It might be very helpful if we can bump PyTorch version to 0.4. Its not a bug fix, but will greatly help folks to continue to use the Fast.AI Library along with the latest version of PyTorch until we get to the V3 of the course in the fall.
There have certainly been a lot of additions, some of which you may not have anticipated at the beginning, and it’s true that a big clean-up of the library will be most helpful. Especially if there are new libraries or with the new versions of pytorch.
Let us know if you need help for some parts of it!
I’d certainly like to do that - at the moment some of the AWD LSTM stuff isn’t working however (the embedding dropout at the very least - possibly more). If anyone is open to diagnosing and fixing AWD LSTM on 0.4 then I’d really appreciate it! I think that’s all that’s stopping us from doing a version bump.
A new branch sounds like really good plan to iterate faster. But are you sure that you want to start from scratch, instead of doing a “fine-tuning” on the whole library? We can set a larger “learning rate” following the transfer learning analogy and more freely throw-out redundant pieces, like parts of learning rate scheduler, or the way we initialize transforms etc.
Here are advantages of going this way:
- every so often we will have a working library so we are more likely to have something of good quality on the deadline.

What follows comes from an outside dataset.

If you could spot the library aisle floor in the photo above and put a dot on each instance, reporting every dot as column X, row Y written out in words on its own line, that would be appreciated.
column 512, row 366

- we will have a direction (keep the current API unless you can figure out a simplification),
- we can pragmatically rewrite only parts of the library,
- it will be easier for relative newbies (like me) to contribute.
Anyway I’d like to help, no-matter if you decide to start from scratch or try more iterative process.
How about we get a space on the forum to keep the communication and discussion around the fastai v2 and to grab some contributors to help?
Re.“AWD LSTM” I can have a look as I’m working on the polish language model, and I would like to invest a bit more time in the NLP part, and maybe try to use the CNN with Attention as I’ve read it has better performance than the RNNs.